Al Qaeda in Brazil?
10:00 AM, Apr 7, 2011 • By JAIME DAREMBLUM
The Brazilian magazine Veja is reporting that al Qaeda members have established an active presence in South America’s largest country, as have militants associated with Hezbollah, Hamas, and other terrorist groups. They are apparently engaged in fundraising, recruitment, and strategic planning. Earlier this week, Aldo Donzis, a leading figure in the Argentine Jewish community, spoke to the JTA news agency and voiced alarm about the revelations.
“We have high concern about fundamentalist movements in Latin America and about recruitment activities of fundamentalist movements,” Donzis said. “We shared this information with Latin American parliamentarians last July and they agreed with our information. But the situation is getting worse. In Argentina, we have seen graffiti written in Arabic calling for jihad which coincided with the visit of Iranians here. Also, this graffiti was seen in Bolivia. We understand that Brazil needs to feel worried and act.”
Terrorists have long found haven in South America’s so-called Triple Frontier, which encompasses the intersection of Brazil, Argentina, and Paraguay. This area is known for being a Wild West of lawlessness, drug trafficking, and organized crime. Argentina is especially sensitive to increased terrorist activity in the region. During the 1990s, it suffered two deadly bombings orchestrated by Hezbollah and Iran. The first (in 1992) destroyed the Israeli embassy in Buenos Aires; the second (in 1994) demolished a Jewish community center in the same city.

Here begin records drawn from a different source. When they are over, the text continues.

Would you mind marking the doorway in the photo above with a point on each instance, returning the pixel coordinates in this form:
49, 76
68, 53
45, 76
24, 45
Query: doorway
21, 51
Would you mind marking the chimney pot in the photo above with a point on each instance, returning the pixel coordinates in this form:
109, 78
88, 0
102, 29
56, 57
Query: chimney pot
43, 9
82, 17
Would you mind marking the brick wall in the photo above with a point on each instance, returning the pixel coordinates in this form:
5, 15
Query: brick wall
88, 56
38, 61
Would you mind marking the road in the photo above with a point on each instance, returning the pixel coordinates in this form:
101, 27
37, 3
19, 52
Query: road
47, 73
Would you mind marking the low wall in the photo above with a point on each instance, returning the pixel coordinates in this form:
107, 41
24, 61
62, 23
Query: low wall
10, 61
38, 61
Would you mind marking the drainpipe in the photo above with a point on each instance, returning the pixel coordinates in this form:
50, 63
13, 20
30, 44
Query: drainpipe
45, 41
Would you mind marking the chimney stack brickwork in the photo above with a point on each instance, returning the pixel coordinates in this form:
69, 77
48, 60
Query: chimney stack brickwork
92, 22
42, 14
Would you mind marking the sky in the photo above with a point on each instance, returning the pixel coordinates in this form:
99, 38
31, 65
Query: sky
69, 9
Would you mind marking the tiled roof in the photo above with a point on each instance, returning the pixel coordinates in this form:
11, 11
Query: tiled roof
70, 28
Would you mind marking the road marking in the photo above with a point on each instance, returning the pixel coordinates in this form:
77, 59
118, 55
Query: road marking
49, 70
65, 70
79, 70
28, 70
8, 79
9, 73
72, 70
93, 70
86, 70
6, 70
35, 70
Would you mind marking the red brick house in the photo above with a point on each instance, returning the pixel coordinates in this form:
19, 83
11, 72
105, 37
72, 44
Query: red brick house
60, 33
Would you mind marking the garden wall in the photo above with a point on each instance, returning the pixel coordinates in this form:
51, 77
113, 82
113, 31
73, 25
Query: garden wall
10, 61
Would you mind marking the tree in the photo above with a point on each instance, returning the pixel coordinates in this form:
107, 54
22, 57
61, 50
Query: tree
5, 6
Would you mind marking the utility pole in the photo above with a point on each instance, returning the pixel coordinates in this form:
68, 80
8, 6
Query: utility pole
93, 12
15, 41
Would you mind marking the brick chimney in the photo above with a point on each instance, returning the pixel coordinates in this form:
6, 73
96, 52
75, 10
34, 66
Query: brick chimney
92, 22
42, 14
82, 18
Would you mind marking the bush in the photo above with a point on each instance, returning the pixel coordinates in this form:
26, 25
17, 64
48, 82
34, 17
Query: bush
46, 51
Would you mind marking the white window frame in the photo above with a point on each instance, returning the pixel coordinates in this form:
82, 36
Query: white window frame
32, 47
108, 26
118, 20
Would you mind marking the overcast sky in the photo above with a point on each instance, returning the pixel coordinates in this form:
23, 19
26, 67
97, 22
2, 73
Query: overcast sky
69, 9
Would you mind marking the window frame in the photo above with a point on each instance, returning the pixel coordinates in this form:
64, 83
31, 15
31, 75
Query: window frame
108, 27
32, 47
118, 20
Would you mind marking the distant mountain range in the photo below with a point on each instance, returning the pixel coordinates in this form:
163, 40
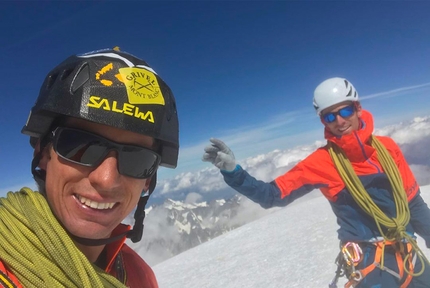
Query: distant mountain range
176, 226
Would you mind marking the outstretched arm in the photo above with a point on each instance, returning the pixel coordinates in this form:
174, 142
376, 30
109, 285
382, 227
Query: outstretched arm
263, 193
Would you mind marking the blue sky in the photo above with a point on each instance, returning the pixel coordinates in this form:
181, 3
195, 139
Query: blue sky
241, 70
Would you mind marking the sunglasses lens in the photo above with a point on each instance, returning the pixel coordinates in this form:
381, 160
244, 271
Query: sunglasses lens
329, 117
138, 162
89, 150
80, 147
346, 112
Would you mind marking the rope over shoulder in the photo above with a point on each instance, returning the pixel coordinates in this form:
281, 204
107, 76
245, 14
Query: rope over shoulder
396, 227
39, 251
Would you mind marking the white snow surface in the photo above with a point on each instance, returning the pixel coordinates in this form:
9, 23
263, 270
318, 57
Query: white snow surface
292, 247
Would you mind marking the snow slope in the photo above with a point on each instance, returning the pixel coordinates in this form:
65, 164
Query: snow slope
292, 247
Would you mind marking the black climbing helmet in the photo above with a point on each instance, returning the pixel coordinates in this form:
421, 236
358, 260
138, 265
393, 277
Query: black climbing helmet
113, 88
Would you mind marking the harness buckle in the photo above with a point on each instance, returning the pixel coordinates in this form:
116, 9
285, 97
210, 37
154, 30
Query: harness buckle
352, 253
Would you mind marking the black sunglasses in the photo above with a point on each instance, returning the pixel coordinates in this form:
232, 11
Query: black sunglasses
88, 149
344, 113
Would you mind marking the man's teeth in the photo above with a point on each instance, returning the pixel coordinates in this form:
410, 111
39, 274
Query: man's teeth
94, 204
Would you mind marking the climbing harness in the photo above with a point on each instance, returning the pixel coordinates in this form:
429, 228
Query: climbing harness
395, 227
39, 251
350, 255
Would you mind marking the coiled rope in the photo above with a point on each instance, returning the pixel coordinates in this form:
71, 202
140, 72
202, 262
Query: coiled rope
396, 227
39, 251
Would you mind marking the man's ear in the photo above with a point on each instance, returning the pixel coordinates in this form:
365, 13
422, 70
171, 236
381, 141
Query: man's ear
358, 108
147, 184
44, 156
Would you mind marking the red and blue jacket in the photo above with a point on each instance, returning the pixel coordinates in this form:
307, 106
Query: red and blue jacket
317, 171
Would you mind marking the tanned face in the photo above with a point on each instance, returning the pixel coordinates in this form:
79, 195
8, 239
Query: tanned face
91, 201
343, 125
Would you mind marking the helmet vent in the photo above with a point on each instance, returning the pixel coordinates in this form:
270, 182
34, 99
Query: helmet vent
350, 92
51, 80
66, 74
81, 78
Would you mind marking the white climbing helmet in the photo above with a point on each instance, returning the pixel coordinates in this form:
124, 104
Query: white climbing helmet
333, 91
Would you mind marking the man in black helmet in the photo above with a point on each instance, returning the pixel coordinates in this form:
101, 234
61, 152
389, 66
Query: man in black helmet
103, 123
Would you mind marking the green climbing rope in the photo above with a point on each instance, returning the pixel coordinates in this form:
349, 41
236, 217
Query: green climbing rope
39, 251
395, 227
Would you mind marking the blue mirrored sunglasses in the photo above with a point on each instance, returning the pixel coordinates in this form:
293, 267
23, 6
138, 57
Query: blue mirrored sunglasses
344, 113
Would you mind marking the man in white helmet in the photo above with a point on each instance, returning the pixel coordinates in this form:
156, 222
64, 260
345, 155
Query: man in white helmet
368, 183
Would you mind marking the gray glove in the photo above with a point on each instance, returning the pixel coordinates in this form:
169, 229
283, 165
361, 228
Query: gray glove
220, 155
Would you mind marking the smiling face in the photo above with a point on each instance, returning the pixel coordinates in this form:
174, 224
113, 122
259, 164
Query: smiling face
91, 201
343, 125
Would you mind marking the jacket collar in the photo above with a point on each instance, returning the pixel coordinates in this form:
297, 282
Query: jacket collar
355, 145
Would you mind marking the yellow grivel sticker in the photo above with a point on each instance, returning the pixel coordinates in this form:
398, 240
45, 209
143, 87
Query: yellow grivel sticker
142, 86
107, 68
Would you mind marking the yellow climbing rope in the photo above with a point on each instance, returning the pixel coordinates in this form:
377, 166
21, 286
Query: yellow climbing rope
38, 250
396, 227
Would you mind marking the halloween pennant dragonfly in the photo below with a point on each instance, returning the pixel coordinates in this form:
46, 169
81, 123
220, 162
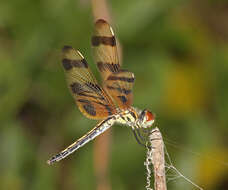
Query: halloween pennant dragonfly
110, 103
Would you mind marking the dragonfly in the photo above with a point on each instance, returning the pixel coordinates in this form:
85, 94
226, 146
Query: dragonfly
110, 102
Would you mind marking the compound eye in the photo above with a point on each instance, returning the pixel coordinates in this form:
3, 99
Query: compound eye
149, 116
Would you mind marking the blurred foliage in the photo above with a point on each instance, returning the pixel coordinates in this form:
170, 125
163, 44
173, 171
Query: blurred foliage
178, 52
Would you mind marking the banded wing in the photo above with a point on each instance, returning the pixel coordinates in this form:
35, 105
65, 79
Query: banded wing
91, 99
119, 85
104, 49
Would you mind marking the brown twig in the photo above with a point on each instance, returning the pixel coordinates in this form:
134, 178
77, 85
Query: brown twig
156, 157
102, 143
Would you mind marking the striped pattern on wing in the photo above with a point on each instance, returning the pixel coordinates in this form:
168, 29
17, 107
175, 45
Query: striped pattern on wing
91, 99
104, 49
119, 86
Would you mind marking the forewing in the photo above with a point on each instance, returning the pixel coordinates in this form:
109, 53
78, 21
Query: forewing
104, 49
119, 85
91, 99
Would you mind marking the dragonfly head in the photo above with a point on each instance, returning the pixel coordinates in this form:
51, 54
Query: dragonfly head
146, 118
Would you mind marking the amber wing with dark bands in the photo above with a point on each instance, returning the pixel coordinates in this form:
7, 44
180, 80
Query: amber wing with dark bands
104, 49
91, 99
119, 85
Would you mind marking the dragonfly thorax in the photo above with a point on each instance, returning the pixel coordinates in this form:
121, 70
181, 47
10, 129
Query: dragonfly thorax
136, 119
145, 119
127, 117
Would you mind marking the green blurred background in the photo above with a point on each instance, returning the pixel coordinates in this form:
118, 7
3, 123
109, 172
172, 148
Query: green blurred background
178, 51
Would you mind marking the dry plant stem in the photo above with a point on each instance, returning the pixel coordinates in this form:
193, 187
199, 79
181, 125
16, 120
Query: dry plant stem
156, 157
101, 143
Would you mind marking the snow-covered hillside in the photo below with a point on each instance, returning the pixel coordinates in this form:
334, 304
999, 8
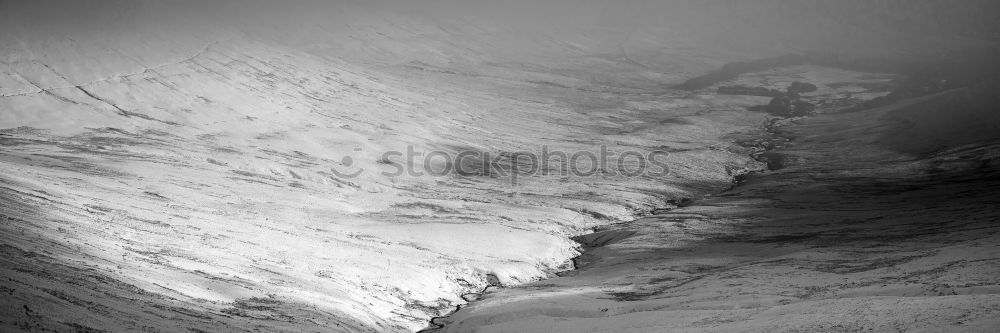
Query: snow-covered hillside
165, 169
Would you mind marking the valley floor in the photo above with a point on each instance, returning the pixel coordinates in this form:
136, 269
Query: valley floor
867, 225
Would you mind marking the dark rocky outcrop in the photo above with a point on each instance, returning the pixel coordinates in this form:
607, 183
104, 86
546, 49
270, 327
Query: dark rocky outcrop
732, 70
749, 91
801, 87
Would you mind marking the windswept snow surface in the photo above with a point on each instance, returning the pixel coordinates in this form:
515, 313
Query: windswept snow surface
175, 180
181, 173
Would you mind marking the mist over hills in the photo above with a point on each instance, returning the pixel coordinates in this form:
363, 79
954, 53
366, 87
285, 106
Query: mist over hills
177, 165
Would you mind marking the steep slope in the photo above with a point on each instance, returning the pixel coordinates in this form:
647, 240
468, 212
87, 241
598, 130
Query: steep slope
190, 182
877, 220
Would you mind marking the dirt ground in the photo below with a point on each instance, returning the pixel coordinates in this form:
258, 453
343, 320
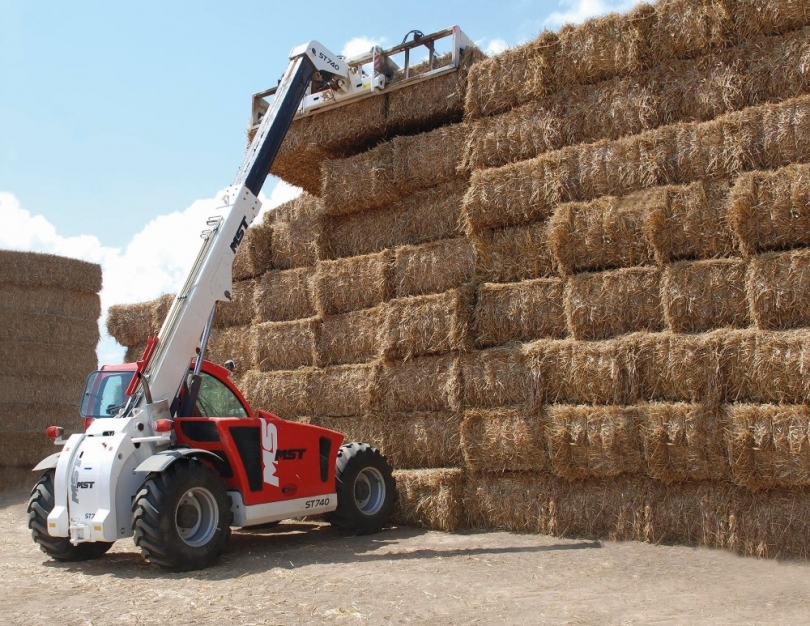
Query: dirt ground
307, 573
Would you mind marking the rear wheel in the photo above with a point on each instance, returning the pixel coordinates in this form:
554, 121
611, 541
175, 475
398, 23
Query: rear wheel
40, 504
366, 490
181, 517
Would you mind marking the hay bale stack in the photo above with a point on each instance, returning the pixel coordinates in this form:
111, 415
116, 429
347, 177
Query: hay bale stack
427, 383
495, 377
352, 283
777, 285
603, 234
504, 439
769, 445
689, 221
420, 440
355, 127
433, 267
703, 295
524, 311
422, 325
771, 210
426, 215
284, 345
607, 304
350, 337
50, 308
592, 442
296, 232
430, 498
683, 441
284, 295
512, 254
764, 69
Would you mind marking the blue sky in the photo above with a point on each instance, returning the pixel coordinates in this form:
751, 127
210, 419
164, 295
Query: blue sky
120, 121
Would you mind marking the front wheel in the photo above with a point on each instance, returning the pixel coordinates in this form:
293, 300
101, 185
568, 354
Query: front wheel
40, 504
181, 517
366, 490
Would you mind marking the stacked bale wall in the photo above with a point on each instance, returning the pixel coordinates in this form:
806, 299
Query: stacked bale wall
49, 307
581, 310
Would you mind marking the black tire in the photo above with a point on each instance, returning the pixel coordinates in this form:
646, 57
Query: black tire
40, 504
366, 490
182, 517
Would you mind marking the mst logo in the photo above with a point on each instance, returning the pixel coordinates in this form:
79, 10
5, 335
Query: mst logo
240, 233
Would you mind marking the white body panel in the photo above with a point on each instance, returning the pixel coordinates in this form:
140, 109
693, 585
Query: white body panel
277, 511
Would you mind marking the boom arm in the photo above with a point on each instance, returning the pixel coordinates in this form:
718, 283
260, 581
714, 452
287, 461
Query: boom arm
211, 277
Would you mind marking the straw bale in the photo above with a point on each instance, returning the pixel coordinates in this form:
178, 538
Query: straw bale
283, 295
778, 283
239, 311
235, 343
32, 269
581, 372
409, 440
703, 295
433, 267
26, 449
48, 328
254, 255
284, 393
34, 416
769, 445
506, 439
64, 388
352, 283
425, 215
517, 75
350, 337
772, 523
683, 441
771, 210
50, 300
524, 311
606, 304
495, 377
513, 254
430, 498
688, 221
284, 345
589, 441
359, 182
342, 389
602, 234
764, 367
297, 232
428, 383
23, 358
133, 324
669, 367
355, 127
422, 325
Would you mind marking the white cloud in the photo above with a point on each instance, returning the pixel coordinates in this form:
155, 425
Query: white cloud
580, 10
155, 261
360, 45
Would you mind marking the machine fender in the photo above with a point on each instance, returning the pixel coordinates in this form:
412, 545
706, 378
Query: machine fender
48, 462
159, 462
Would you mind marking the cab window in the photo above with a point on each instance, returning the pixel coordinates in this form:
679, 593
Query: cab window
216, 400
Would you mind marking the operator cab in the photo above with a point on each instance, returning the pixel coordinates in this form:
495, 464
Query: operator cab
105, 393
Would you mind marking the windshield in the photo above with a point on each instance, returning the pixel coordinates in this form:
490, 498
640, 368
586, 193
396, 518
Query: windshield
104, 393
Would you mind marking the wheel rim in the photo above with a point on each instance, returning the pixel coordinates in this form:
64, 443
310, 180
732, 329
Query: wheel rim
197, 517
369, 491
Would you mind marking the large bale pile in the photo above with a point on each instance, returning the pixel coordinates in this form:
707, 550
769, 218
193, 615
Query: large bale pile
49, 307
582, 310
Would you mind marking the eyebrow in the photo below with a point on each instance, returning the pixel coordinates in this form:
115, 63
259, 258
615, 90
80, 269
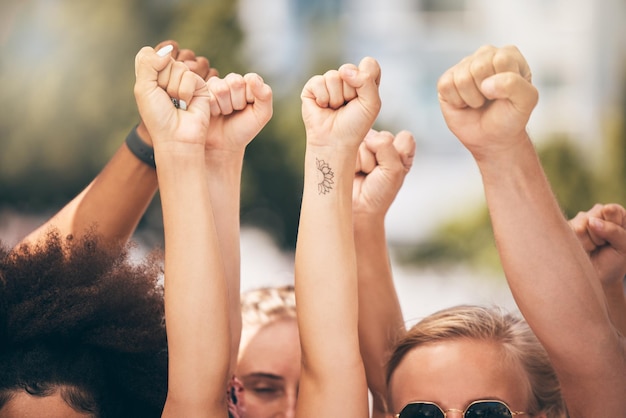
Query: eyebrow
263, 375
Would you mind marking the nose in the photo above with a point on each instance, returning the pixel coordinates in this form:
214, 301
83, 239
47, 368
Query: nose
288, 408
290, 411
453, 413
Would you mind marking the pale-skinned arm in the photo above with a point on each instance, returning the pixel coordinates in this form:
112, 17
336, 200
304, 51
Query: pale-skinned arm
487, 100
338, 109
196, 302
384, 161
240, 108
117, 198
602, 233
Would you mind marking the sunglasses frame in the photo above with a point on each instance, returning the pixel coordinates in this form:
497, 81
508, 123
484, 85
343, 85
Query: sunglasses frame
445, 412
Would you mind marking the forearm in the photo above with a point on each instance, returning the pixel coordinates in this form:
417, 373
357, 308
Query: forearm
554, 282
224, 176
195, 307
616, 299
114, 202
326, 290
380, 315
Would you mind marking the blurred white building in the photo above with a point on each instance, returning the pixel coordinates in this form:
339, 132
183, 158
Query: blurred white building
576, 50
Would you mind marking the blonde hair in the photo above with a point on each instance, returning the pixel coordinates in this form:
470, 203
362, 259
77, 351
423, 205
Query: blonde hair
497, 325
267, 304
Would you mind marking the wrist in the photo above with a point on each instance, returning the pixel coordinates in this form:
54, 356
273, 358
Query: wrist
139, 148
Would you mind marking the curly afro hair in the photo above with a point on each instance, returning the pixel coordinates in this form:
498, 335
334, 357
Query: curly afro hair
78, 318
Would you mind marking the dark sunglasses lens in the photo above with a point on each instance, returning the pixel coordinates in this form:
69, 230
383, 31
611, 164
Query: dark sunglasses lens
421, 410
488, 410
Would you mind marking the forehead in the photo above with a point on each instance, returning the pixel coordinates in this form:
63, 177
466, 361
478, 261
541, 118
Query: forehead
272, 349
456, 372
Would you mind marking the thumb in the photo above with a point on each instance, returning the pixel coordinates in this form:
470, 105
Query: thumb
365, 79
612, 233
381, 145
404, 142
259, 93
513, 87
148, 64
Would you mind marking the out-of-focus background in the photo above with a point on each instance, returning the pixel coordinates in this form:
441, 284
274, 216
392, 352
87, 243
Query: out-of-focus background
67, 73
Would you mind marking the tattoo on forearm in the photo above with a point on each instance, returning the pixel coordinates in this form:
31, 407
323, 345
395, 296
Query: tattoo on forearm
325, 177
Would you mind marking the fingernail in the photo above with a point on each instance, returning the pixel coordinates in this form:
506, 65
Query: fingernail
165, 50
350, 72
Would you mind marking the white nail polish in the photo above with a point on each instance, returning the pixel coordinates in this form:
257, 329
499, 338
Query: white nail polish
165, 50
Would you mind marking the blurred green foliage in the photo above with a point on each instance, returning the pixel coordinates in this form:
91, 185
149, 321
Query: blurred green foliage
67, 75
578, 183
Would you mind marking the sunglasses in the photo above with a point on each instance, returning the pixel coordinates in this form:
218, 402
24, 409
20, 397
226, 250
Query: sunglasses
477, 409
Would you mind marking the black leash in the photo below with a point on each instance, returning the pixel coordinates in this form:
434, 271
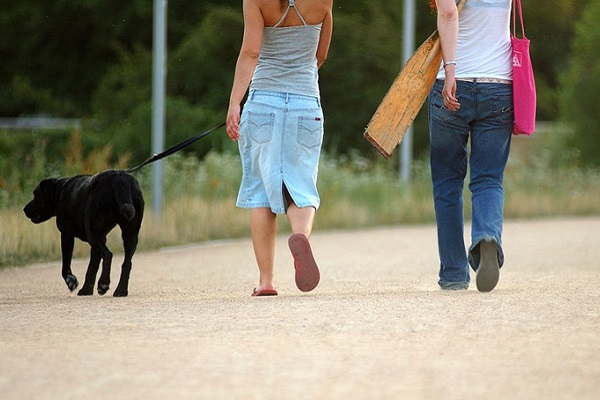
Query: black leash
176, 148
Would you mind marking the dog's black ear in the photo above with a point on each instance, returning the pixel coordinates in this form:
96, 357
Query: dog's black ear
48, 188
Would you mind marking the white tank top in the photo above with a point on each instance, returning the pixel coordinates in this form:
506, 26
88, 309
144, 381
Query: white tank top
484, 49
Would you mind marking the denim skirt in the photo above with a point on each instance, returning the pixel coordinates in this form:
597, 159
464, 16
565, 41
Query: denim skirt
281, 135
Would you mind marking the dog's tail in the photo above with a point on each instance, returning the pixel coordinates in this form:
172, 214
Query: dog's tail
123, 195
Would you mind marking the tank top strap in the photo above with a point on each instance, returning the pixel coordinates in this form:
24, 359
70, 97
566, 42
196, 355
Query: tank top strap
291, 4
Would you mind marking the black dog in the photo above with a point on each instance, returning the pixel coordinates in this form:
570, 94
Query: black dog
89, 207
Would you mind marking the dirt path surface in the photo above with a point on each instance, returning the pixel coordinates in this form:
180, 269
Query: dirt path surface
377, 327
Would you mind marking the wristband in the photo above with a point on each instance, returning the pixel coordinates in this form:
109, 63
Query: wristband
449, 63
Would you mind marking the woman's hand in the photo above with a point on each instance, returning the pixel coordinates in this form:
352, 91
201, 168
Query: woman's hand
232, 122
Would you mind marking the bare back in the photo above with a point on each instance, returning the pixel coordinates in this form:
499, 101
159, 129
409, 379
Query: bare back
314, 12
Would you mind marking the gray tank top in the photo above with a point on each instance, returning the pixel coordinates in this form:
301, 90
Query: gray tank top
288, 61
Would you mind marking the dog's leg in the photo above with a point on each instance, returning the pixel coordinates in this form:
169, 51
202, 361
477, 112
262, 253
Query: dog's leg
104, 281
67, 242
130, 241
92, 271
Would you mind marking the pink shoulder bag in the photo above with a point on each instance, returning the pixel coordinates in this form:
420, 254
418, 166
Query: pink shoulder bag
524, 96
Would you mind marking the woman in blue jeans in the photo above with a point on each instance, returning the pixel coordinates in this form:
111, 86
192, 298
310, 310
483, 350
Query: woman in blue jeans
471, 103
280, 130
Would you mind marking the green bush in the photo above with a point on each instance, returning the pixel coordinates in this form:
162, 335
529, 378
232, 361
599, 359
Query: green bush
581, 89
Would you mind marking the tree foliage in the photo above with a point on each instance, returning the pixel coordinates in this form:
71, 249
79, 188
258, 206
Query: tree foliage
92, 60
581, 88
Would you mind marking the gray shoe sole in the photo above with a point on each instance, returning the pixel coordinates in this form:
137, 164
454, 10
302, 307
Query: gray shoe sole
488, 271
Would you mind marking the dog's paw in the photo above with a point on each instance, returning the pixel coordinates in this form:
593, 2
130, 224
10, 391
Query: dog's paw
85, 291
72, 282
120, 292
102, 289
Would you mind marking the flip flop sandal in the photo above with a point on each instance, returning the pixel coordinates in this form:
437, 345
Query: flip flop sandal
307, 272
264, 292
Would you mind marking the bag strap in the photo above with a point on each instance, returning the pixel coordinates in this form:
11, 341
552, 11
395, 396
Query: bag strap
517, 3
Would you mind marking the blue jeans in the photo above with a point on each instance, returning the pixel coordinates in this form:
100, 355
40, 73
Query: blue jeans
486, 117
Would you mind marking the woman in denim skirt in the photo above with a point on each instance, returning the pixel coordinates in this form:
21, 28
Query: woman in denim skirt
471, 101
280, 130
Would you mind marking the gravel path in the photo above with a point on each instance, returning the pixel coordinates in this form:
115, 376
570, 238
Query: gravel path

Speaking of Iran, the head of U.S. Southern Command, General Douglas Fraser, testified before the Senate Armed Services Committee on Tuesday and declared that “Iran continues expanding regional ties to support its own diplomatic goal of reducing the impact of international sanctions connected with its nuclear program. While much of Iran’s engagement in the region has been with Venezuela and Bolivia, it has nearly doubled the number of embassies in the region in the past decade and hosted three regional heads of state in 2010.”
General Fraser expressed concern that “there are flights between Iran and Venezuela on a weekly basis, and visas are not required for entrance into Venezuela or Bolivia or Nicaragua.” He also confirmed that “members of violent extremist organizations from the Middle East remain active in Latin America and the Caribbean and constitute a potential threat. Hezbollah supporters continue to raise funds within the region to finance their worldwide activities. Several entities affiliated with Islamic extremism are increasing efforts to recruit adherents in the region, and we continue to monitor this situation closely.”
Yet another reason for the Obama administration to rethink its passive approach to Latin America.
Jaime Daremblum, who served as Costa Rica’s ambassador to the United States from 1998 to 2004, is director of the Center for Latin American Studies at the Hudson Institute.